If you wonder where to get the latest FD (Fixed Deposit), saving interest, EPF (Employee Provident Fund) dividend, BLR (Base Lending Rate) and inflation rates history trend in Malaysia, this is the place for you. I wrote about a similar topic in my previous post (almost 3 years ago) and apparently it is out-dated. The latest data was only up to 2007.
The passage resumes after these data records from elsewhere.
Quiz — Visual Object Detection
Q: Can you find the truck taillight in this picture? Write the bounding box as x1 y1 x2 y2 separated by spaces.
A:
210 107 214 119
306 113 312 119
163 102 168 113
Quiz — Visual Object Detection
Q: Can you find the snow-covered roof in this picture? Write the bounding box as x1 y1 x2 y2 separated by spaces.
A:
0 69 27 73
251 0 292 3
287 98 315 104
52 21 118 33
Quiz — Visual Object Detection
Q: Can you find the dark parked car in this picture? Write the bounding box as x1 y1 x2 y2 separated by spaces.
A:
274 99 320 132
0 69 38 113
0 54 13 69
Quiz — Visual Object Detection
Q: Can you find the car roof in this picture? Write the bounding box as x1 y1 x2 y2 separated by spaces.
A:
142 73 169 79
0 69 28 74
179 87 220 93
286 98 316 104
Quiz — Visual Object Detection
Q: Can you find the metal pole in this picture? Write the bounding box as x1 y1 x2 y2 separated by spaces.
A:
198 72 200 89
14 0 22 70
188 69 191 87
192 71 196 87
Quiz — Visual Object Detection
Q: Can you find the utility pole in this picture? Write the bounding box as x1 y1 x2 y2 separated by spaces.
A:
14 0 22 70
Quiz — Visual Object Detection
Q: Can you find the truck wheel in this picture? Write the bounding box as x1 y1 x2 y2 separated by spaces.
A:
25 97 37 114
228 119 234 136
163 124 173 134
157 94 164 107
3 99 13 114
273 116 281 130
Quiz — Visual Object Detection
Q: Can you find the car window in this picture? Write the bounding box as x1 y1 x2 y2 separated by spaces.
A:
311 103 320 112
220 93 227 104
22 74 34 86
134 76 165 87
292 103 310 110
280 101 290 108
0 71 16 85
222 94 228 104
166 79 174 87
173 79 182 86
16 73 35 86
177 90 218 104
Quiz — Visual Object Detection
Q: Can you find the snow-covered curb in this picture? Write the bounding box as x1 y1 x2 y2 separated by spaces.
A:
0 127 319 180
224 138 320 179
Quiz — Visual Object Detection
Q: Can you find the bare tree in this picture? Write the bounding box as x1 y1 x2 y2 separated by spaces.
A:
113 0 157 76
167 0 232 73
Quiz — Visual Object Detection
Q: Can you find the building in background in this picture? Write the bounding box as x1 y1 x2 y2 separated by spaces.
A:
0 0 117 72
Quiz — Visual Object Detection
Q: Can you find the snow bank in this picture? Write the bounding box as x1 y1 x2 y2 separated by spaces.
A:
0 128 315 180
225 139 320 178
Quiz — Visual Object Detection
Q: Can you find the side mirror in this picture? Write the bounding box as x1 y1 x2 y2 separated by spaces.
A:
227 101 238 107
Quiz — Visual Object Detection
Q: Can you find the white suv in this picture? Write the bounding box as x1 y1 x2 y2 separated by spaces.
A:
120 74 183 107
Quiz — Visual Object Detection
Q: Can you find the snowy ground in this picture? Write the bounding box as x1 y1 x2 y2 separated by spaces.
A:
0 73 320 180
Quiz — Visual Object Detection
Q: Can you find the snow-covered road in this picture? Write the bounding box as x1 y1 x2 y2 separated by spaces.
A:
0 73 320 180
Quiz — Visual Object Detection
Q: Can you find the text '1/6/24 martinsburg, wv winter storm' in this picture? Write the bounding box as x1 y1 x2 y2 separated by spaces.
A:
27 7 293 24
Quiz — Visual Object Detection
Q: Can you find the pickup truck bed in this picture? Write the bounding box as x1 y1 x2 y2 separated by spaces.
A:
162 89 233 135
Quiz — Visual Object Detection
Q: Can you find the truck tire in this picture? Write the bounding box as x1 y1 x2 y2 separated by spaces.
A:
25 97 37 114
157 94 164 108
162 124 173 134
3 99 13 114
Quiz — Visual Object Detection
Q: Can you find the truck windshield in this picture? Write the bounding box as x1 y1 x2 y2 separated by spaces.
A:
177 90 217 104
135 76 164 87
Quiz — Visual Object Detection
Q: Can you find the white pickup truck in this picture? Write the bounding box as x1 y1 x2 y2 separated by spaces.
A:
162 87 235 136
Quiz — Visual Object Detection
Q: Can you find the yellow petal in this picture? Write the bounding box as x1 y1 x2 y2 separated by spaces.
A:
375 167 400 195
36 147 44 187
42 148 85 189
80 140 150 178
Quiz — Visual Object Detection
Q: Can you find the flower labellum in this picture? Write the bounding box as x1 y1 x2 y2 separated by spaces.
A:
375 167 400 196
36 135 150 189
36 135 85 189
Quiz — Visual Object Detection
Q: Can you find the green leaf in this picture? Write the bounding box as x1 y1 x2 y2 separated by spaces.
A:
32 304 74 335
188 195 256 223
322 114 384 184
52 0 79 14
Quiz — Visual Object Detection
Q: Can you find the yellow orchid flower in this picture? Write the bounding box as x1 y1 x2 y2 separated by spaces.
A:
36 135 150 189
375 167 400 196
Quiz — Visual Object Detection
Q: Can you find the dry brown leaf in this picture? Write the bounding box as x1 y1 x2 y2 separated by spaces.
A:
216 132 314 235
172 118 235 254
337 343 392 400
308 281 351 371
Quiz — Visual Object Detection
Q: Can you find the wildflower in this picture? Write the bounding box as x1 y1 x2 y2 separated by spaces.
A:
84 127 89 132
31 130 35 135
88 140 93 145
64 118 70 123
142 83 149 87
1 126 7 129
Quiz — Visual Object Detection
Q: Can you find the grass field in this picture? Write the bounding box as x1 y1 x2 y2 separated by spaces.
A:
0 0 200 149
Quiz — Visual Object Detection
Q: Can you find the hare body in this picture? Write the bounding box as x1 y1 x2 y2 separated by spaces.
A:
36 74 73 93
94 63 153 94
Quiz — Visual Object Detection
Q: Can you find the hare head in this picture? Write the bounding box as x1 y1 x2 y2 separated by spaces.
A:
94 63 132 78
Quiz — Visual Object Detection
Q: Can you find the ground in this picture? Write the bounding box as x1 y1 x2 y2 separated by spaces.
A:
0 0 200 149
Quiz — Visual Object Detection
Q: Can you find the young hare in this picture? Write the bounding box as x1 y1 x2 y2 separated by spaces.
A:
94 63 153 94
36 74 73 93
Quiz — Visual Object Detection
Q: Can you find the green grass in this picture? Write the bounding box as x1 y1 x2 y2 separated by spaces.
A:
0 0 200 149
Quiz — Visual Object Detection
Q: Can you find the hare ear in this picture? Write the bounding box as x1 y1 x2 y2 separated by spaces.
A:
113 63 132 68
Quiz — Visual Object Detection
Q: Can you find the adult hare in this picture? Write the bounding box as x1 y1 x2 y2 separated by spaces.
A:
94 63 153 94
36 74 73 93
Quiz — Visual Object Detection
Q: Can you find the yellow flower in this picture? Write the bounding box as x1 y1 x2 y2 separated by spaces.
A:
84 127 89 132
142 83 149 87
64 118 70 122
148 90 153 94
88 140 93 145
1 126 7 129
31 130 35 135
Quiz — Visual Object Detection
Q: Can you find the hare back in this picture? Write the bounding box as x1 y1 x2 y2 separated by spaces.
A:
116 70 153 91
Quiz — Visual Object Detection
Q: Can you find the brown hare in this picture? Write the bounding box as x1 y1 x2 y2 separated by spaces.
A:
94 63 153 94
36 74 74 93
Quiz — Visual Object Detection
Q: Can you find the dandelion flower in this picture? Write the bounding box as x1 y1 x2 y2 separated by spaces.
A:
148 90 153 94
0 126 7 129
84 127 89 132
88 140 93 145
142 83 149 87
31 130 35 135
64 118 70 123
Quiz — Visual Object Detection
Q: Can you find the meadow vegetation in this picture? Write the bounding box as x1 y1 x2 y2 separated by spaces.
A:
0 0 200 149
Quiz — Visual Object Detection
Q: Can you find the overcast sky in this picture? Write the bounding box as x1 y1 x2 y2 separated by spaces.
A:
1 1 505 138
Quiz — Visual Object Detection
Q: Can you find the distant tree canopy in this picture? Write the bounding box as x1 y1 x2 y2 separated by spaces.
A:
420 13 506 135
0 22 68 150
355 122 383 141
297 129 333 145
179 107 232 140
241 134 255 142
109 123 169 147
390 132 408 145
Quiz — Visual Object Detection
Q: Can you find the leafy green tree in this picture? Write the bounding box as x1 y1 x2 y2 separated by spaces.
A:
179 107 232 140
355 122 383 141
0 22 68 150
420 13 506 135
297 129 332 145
I will use this post to keep track of the latest interest rates. As you can see from the graph or chart below, I put the inflation rate as reference – green line. Any interest rates above the green line is good to go and this is where you want to put your money into. However for those who are buying house, you need to look at the BLR – brown line, any investment return that higher than BLR is where you want to put your money into especially if you don’t like Flexi loan package.
[Updated: 26 April 2014]
What can we conclude from this trend?
- Saving rates is getting lower and lower. Thus, you shouldn’t put your money in saving at all. For instance, if your monthly expenses is RM3K, you just need to make sure that you have RM4K in your saving account every month. RM1K extra is for backup.
- FD is as useless as saving but it is still better because it is higher than inflation rate in most of the years. But keep in mind that personal inflation rate is the thing that you want to look at (not the inflation rate reported by the government!)
- As expected, EPF is the best investment vehicle (of course only compared to FD and saving) and it is catching up the BLR rate (but still below BLR). This tells you that withdrawing your EPF money to pay your house loan is the right choice. How about withdrawing your EPF for Mutual Fund? Yes, but do this only when you believe the mutual fund return could be higher than 6%.
- 6% is a important value (based on EPF dividend return and also BLR). You will use your extra money to invest (after you have enough emergency fund) and your investment return should at least more than 6%. If not, you’re making a bad investment.
[Updated: 26 April 2014]: Update data up to 2013, inflation has moved down (lower than FD) and EPF is till performing good!
P/S: Well, to summarize: don’t put your money in saving and use FD as emergency fund. EPF dividend rate and BLR are very important because that is the investment goal that you want to set (i.e. Any of your investment return from stock, mutual fund, and bonds should be more than 6%).